Altinity / clickhouse-operator

Altinity Kubernetes Operator for ClickHouse creates, configures and manages ClickHouse clusters running on Kubernetes
https://altinity.com
Apache License 2.0
1.86k stars 454 forks source link

POD annotations are dropped with the reconcile of CHK STS #1469

Open jirislav opened 1 month ago

jirislav commented 1 month ago

Keeping the POD annotations is essential to run the workload in EKS, where the fargate profile is the default one.

Dropping essential annotations, such as "eks.amazonaws.com/compute-type" = "ec2" will cause the POD to be unschedulable due to the fact that:

Example manifest:

apiVersion: "clickhouse-keeper.altinity.com/v1"
kind: "ClickHouseKeeperInstallation"
metadata:
  name: clickhouse-keeper
spec:
  configuration:
    clusters:
      - name: chk
        layout:
          replicasCount: 3
  templates:
    podTemplates:
      - name: clickhouse-keeper
        metadata:
          annotations:
            eks.amazonaws.com/compute-type: "ec2"

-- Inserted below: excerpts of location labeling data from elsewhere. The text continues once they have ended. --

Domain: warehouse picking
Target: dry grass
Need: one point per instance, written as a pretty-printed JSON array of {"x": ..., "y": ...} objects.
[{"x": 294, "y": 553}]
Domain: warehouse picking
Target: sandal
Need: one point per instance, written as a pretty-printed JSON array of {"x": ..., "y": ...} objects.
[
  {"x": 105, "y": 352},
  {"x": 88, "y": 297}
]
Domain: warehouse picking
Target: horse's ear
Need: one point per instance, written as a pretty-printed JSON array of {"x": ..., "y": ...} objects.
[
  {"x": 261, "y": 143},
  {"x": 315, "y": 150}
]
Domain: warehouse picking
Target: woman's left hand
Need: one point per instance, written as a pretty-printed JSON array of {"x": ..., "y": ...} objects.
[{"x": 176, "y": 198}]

Interestingly, first POD of the 3 replicas starts with correct annotation, but then, the second doesn't as the annotations are dropped from the underlying statefulset.

Note that I also see this in the log of the operator, which is possibly the result of this behavior:

E0802 07:02:22.310975       1 reconciler.go:299] err: Operation cannot be fulfilled on clickhousekeeperinstallations.clickhouse-keeper.altinity.com "chk": the object has been modified; please apply your changes to the latest version and try again
jirislav commented 1 month ago

Please see this pull request to the branch 0.24.0 🙏🏿 .

Kavinjsir commented 1 month ago

I encountered a similar issue when adding additional annotations for Datadog agent metrics scraping.

Here are the details:

  1. Defining annotations in the podTemplates for a CHK manifest works successfully when creating the CHK for the first time.
  2. However, modifying the annotations block later on causes the reconciliation process to drop all annotations.
g-marius commented 1 month ago

We are also randomly seeing reconciler errors on some deploys. since we are using annotations in our env, i would suspect it's the same issue as above mentioned for datadaog

 1 reconciler.go:299] err: Operation cannot be fulfilled on clickhousekeeperinstallations.clickhouse-keeper.altinity.com "keeper": the object has been modified; please apply your changes to the latest version and try again
Slach commented 6 days ago

@g-marius do you use something like Flux or ArgoCD?